We expect that violations of the discharge injunction often will
involve nonpecuniary damages. A central purpose of a bankruptcy
proceeding is the “fresh start” granted to debtors through the bankruptcy
discharge. See Grogan v. Garner, 498 U.S. 279, 286 (1991). As one court has
observed:
27 One of the benefits an individual receives from a discharge is peace of mind. The individual need no longer be concerned that a discharged debt will be enforced against him or her. When a creditor disregards the discharge and attempts to collect a debt, it is certainly within the realm of possibility that the debtor will be harmed emotionally. When such occurs, the harm may be remedied.

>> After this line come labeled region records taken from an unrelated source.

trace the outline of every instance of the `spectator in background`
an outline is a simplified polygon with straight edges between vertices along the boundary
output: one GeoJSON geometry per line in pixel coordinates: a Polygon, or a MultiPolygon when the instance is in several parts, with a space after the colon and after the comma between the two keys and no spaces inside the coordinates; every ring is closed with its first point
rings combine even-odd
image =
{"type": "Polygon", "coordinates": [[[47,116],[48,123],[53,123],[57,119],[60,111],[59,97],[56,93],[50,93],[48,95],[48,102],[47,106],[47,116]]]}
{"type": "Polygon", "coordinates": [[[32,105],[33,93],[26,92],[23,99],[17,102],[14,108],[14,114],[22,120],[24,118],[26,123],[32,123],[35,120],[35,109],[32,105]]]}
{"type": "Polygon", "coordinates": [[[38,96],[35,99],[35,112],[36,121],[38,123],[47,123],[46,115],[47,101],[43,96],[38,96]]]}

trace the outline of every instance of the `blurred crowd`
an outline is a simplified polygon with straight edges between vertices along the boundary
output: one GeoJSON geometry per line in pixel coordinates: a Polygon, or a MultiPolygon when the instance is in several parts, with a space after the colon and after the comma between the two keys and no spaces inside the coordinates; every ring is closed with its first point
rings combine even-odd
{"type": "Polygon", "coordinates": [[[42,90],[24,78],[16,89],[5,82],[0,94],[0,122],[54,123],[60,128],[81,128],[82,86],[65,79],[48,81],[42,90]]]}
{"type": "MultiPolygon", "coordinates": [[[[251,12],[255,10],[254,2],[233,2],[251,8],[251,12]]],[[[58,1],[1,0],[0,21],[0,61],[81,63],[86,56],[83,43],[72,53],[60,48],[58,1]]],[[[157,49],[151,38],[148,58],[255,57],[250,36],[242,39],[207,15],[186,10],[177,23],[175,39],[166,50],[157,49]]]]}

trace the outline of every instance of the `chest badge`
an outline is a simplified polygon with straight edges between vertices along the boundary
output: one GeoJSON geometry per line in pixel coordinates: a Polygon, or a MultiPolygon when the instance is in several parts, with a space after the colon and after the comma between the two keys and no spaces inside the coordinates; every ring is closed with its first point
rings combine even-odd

In re Nordlund, 494 B.R. 507, 523 (Bankr. E.D. Cal. 2011). When a creditor
contumaciously defies the discharge injunction, it deprives a debtor of the
peace of mind inherent in the Bankruptcy Code’s “fresh start” policy, but it
may not always result in pecuniary losses to the debtor. The broad
equitable power in the bankruptcy court’s civil sanctioning authority is
sufficient to compensate debtors for damages incurred by violations of the
discharge injunction, including emotional distress damages.
CONCLUSION
Based on the foregoing, we REVERSE the bankruptcy court’s order
dismissing with prejudice Debtors’ claim for violations of § 524(i), and we
REMAND for further proceedings consistent with this decision.10
10 The Ninth Circuit held in Barrientos v. Wells Fargo Bank, N.A., 633 F.3d 1186, 1188 (9th Cir. 2011), that “a motion for contempt for violation of a discharge injunction under § 524 must be brought via motion in the bankruptcy case, not via an adversary proceeding.” However, neither party contests the bankruptcy court’s authority to grant relief for violations of § 524 through the adversary complaint, and we consider it harmless error. Because the only remaining cause of action is for violations of § 524(i), on remand the action may continue as an adversary proceeding, or the bankruptcy court may convert it to a contested matter. See In re McLean, 794 F.3d at 1326.